A hospital trust has been criticised by a powerful Westminster committee for deliberately manipulating its waiting lists.

The Public Accounts Committee said Surrey and Sussex NHS Trust was among nine trusts which had undermined public confidence.

The trust is responsible for both Crawley and Horsham hospitals and East Surrey Hospital in Redhill.

The committee launched an investigation in the wake of a damning National Audit Office report on the fiddling of waiting lists last year.

The investigation suggested 6,000 patients suffered from "deliberate manipulation" of lists.

Investigations uncovered patients being left off waiting lists and inappropriate suspensions from the lists.

Patients were also offered admission dates while away on holiday and were given non-existent short notice admission dates.

The committee also attacked the way the NHS responded to the scandal.

It criticised the £95,000 pay-off given to the trust's former chief executive Isobel Gowan when she left after failing to meet waiting list targets.

This included a "gagging clause" and no "clawback" provision for getting the money back if the former chief executive landed another NHS job.

However, the MPs acknowledged the trust did later consider recovering part of the payment and got £7,500.

Concerns over the waiting list figures came to light following the departure of Mrs Gowan and the appointment of her replacement Ken Cunningham in 2000.

In 1998, the trust had bucked all expected trends by announcing the number of patients awaiting treatment had fallen.

Mr Cunningham discovered discrepancies in the figures and asked the NHS South East Regional Office to investigate.

The investigation was followed by a report by the National Audit Office which found "almost all of the reduction of 1,800 in the waiting list during 1998-9 was achieved through non-legitimate means."

It also suggested Mrs Gowan should take responsibility for the mismanagement and false reporting of waiting lists.

The inquiry reported that in 1998 about 700 patients had been deliberately held back from being put on the waiting list with only urgent patients being put in the queue.

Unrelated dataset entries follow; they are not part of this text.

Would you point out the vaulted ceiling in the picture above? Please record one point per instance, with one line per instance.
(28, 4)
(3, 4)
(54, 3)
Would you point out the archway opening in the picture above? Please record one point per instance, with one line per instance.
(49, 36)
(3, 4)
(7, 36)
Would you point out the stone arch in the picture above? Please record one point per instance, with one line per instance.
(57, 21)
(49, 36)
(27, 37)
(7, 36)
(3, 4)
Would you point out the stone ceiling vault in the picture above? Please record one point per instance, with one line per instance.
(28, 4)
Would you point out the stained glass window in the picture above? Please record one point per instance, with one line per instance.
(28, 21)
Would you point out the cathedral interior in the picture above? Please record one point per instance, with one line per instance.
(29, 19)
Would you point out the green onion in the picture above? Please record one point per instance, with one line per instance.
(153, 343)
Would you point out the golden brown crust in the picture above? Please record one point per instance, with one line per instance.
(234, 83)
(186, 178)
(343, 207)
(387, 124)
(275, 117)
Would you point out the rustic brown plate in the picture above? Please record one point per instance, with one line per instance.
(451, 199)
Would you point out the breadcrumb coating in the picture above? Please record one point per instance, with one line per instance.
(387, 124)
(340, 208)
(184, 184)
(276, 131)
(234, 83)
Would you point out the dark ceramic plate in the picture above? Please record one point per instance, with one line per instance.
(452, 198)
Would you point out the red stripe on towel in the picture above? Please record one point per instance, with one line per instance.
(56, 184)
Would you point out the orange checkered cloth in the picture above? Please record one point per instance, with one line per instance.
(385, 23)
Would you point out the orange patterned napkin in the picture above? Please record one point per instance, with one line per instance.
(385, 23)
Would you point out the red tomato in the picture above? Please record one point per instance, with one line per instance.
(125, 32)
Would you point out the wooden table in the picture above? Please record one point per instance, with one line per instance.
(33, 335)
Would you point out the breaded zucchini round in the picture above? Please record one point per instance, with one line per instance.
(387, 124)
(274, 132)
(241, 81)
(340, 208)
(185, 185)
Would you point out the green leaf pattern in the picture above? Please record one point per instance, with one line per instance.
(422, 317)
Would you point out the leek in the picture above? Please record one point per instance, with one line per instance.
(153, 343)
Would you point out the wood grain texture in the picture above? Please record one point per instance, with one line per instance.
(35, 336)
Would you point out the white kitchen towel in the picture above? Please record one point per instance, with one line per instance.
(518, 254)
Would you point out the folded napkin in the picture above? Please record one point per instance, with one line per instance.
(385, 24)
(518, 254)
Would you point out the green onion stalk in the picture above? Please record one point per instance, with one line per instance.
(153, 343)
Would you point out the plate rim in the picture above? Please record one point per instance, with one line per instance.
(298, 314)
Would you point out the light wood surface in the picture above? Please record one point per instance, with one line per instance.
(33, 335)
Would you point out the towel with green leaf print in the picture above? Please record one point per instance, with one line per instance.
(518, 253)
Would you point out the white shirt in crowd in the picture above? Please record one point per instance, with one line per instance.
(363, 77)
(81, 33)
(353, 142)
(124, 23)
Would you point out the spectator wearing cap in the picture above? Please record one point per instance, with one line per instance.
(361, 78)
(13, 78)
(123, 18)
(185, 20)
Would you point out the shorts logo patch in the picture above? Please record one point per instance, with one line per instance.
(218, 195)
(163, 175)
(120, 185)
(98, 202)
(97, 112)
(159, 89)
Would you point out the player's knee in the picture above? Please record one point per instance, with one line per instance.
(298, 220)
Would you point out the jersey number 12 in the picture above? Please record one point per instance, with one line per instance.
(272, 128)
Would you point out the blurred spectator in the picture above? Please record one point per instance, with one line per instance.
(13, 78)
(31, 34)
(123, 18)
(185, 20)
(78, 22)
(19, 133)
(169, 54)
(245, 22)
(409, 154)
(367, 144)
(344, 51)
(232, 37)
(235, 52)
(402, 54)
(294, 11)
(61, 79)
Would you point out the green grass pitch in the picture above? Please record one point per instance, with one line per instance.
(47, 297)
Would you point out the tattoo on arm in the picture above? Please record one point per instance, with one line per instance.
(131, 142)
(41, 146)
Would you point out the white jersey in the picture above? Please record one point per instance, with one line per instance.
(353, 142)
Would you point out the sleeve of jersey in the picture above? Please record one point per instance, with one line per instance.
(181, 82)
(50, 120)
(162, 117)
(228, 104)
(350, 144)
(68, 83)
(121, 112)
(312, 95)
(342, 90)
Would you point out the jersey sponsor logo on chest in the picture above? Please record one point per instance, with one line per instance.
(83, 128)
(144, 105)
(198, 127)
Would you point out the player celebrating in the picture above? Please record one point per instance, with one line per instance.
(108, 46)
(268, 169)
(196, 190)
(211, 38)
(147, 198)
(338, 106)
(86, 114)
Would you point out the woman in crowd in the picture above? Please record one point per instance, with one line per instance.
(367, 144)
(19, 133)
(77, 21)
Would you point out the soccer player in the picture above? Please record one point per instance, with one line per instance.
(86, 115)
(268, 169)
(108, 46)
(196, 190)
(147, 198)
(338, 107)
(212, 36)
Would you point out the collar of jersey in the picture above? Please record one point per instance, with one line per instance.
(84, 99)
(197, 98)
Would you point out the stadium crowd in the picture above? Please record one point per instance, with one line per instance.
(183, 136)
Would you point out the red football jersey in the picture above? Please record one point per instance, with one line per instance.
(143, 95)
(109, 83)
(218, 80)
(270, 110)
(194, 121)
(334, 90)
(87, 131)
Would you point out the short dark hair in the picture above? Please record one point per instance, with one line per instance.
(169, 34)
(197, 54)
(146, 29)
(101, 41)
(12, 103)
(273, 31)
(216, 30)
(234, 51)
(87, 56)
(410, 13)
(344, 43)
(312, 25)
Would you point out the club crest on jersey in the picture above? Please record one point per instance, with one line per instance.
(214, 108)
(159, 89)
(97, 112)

It also found 300 patients who were due to be transferred to another hospital within the trust also failed to be put on the waiting list and hundreds of patients were taken off the list unnecessarily.

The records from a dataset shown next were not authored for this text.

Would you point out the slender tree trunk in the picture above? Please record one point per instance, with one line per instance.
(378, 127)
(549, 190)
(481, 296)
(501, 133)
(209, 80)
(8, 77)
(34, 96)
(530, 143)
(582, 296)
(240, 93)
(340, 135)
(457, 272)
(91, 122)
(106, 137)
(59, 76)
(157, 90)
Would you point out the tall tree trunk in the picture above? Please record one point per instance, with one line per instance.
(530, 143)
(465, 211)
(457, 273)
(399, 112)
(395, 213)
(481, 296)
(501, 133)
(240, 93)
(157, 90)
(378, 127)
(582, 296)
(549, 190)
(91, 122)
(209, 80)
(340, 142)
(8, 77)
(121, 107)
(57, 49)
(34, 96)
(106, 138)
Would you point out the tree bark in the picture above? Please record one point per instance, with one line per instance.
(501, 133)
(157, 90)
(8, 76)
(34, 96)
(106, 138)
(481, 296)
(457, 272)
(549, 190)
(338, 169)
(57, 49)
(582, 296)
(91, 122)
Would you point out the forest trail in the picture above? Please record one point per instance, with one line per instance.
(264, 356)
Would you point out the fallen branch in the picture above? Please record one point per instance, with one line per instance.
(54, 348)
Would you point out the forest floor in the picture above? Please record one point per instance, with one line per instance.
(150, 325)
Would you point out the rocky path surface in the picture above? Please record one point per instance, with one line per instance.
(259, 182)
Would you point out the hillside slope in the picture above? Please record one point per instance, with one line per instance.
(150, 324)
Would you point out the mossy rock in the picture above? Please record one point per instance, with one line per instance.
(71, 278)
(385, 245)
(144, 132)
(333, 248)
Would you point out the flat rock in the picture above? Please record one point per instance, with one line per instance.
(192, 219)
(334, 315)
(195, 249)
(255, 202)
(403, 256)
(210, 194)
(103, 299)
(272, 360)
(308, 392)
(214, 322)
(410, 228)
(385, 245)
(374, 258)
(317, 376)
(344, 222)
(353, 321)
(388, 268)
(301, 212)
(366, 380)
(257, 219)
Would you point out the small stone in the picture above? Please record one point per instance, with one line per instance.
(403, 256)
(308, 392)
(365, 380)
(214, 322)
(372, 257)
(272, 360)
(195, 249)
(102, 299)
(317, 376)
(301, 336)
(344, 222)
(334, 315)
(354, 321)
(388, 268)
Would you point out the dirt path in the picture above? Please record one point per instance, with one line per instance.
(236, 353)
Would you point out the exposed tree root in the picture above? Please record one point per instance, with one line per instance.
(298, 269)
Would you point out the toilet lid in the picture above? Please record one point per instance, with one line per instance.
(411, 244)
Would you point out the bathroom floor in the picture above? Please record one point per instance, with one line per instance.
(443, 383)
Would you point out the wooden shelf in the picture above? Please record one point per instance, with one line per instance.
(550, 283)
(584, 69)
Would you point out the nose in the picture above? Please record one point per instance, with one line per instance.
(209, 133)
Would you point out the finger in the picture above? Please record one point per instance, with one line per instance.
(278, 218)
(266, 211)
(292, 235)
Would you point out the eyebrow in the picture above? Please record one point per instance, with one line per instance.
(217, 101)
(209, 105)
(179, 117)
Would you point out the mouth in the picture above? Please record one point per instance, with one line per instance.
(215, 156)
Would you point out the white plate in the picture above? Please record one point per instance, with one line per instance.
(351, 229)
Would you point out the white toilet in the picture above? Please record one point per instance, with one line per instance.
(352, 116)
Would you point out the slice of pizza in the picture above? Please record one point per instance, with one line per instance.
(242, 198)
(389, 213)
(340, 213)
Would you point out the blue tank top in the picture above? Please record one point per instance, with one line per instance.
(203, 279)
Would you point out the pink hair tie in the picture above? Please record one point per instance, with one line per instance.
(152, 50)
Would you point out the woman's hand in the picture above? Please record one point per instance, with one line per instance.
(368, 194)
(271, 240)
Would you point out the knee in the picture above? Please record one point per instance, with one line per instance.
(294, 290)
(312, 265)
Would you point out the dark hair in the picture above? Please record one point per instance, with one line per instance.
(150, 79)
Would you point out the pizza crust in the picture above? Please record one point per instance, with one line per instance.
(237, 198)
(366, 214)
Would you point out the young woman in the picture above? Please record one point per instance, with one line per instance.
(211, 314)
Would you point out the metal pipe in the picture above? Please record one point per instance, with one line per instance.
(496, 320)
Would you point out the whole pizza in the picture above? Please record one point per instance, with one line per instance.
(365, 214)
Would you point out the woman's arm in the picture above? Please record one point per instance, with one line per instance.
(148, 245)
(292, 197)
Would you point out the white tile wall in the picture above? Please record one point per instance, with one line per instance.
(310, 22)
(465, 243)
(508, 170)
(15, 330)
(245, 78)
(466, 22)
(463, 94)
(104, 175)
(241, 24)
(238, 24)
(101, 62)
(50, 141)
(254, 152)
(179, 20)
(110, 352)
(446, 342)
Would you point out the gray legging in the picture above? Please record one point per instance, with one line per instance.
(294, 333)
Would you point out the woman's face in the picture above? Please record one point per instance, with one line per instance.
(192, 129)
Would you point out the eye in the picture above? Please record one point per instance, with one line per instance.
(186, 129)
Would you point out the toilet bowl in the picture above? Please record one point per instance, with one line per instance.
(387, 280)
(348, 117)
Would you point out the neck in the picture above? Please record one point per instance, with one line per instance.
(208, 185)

The report suggested hospital staff would contact patients awaiting treatment to find out when they were planning to go on holidays.

Those patients would then be telephoned again and deliberately offered care during that period.

Others were offered non-existent appointments at very short notice.

In each case, if patients declined the dates on offer they would be suspended from or taken off the waiting list.

The trust has now carried out a full revamp of its waiting list policy and procedures and a new management team has been set up.

It says it has put all the necessary measures in place to ensure nothing like this can ever happen again.

Conservative MP Edward Leigh, the committee chairman, said deliberate manipulation of waiting lists by the nine trusts had undermined public confidence in the NHS.

He said: "There is more and more pressure being put on officials. They are worried they are going to get their knuckles rapped and this is what happens."

The Government has introduced a new code of conduct for NHS managers in the wake of the scandals.

It forbids any manipulation of waiting lists in order to meet ambitious government targets.

Nigel Crisp, chief executive of the NHS, admitted in some cases trusts had struck compromise deals with managers found to be manipulating the lists.

But he said this had not happened in the last year and would never happen again.

He said: "In any future cases where we discover issues of this sort we will deal with them very firmly and very fast and make sure that we have safeguards in place to look after the people involved."

Ministers say that the Audit Commission will in future check figures submitted by hospital trusts.